President Obama on Tuesday laid the blame for the government shutdown entirely on congressional Republicans, rejecting any responsibility for the stalemate and calling it “a Republican shutdown” caused by spite over Obamacare.
Although polls fault both sides for the standoff, the White House insisted Tuesday that Mr. Obama was blameless for Washington’s dysfunction. The president gave no outward signs that he planned to negotiate with Republican lawmakers anytime soon to seek an end to the budget impasse.
Instead, the president scheduled an appearance Thursday at a construction company in the District to urge Congress to end the shutdown and to raise the nation’s borrowing limit.
While large swaths of the federal government were shut down, aides said Mr. Obama still plans to depart on Air Force One this weekend for a long-scheduled weeklong trip to Asia.
More than 12 hours after the government shut down for the first time since 1996, Mr. Obama made a public appearance in the White House Rose Garden, surrounding himself with people who officials said will benefit from his health care initiative. He criticized tea party Republicans in the House for what he said was their willingness to risk an economic meltdown to get their way.
“They’ve shut down the government over an ideological crusade to deny affordable health insurance to millions of Americans,” Mr. Obama said. “In other words, they demanded ransom just for doing their job.”
House Speaker John A. Boehner, Ohio Republican, said he has received two brief phone calls from Mr. Obama in the past two weeks and that the president has been unwilling to negotiate.
“For years, the president has said that in a divided government, no one gets 100 percent of what they want. But when will his words match his actions?” Mr. Boehner wrote in an op-ed in USA Today.
On Capitol Hill, House and Senate leaders remain far apart on a deal to reopen parts of the federal government that shut down at 12:01 a.m. Tuesday, when the fiscal year ended.
Republicans fire back
Mr. Obama came under fire from Republicans in Washington and across the nation for what his critics call a lack of leadership.
“What is especially disappointing to me is the unwillingness of the president and Senate Democrats to make a reasonable effort to resolve the real differences of opinion that exist here. … [Mr. Obama] seems to be able to talk with the Iranian rulers, but not the congressional leaders,” Sen. Lamar Alexander, Tennessee Republican, said in remarks on the chamber floor Tuesday. “This stubbornness in the face of reasonableness will not be good for our country.”

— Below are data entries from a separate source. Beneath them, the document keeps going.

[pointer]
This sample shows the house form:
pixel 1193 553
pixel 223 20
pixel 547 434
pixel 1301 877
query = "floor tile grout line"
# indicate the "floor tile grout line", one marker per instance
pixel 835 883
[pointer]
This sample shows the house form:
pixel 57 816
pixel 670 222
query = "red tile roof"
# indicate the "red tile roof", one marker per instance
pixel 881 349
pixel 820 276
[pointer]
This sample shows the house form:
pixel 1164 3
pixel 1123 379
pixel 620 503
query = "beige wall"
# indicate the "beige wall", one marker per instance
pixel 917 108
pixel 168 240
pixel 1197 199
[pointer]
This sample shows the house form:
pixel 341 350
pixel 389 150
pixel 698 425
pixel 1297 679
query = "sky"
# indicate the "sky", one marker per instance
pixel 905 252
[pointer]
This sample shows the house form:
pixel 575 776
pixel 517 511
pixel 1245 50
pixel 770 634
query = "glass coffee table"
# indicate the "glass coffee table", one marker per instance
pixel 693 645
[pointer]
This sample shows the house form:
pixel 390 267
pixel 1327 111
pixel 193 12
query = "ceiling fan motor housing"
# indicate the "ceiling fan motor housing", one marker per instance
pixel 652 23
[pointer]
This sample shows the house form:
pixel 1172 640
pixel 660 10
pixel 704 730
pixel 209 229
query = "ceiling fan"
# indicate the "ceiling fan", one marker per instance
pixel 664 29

Similar sentiments have come from political pundits, Republican governors across the U.S. and others. By staking out such a firm position, analysts say, and essentially drawing another “red line” on the domestic issues of spending and health care, Mr. Obama is in a weaker political position than Mr. Boehner and his caucus.

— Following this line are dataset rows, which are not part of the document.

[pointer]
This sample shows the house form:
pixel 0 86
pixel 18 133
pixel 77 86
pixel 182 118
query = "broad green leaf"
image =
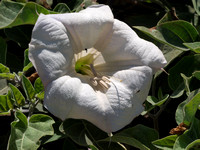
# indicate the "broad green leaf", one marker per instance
pixel 139 136
pixel 17 95
pixel 165 143
pixel 78 130
pixel 191 108
pixel 196 74
pixel 3 87
pixel 62 8
pixel 15 14
pixel 20 34
pixel 4 69
pixel 26 59
pixel 179 91
pixel 3 50
pixel 187 65
pixel 10 100
pixel 38 85
pixel 188 136
pixel 27 67
pixel 3 103
pixel 8 76
pixel 187 83
pixel 14 62
pixel 153 103
pixel 40 95
pixel 173 33
pixel 180 112
pixel 28 88
pixel 166 18
pixel 152 100
pixel 56 136
pixel 25 135
pixel 195 46
pixel 196 5
pixel 195 145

“The president has put himself into a corner because he has said he is not going to negotiate. … If he then decides to negotiate, the question becomes, ‘How much is rhetoric worth?’” said Lara Brown, director of the political management program at George Washington University. “Will the public shaming [of Republicans] be enough? My sense is that it won’t. … Somebody has to be perceived to cave.”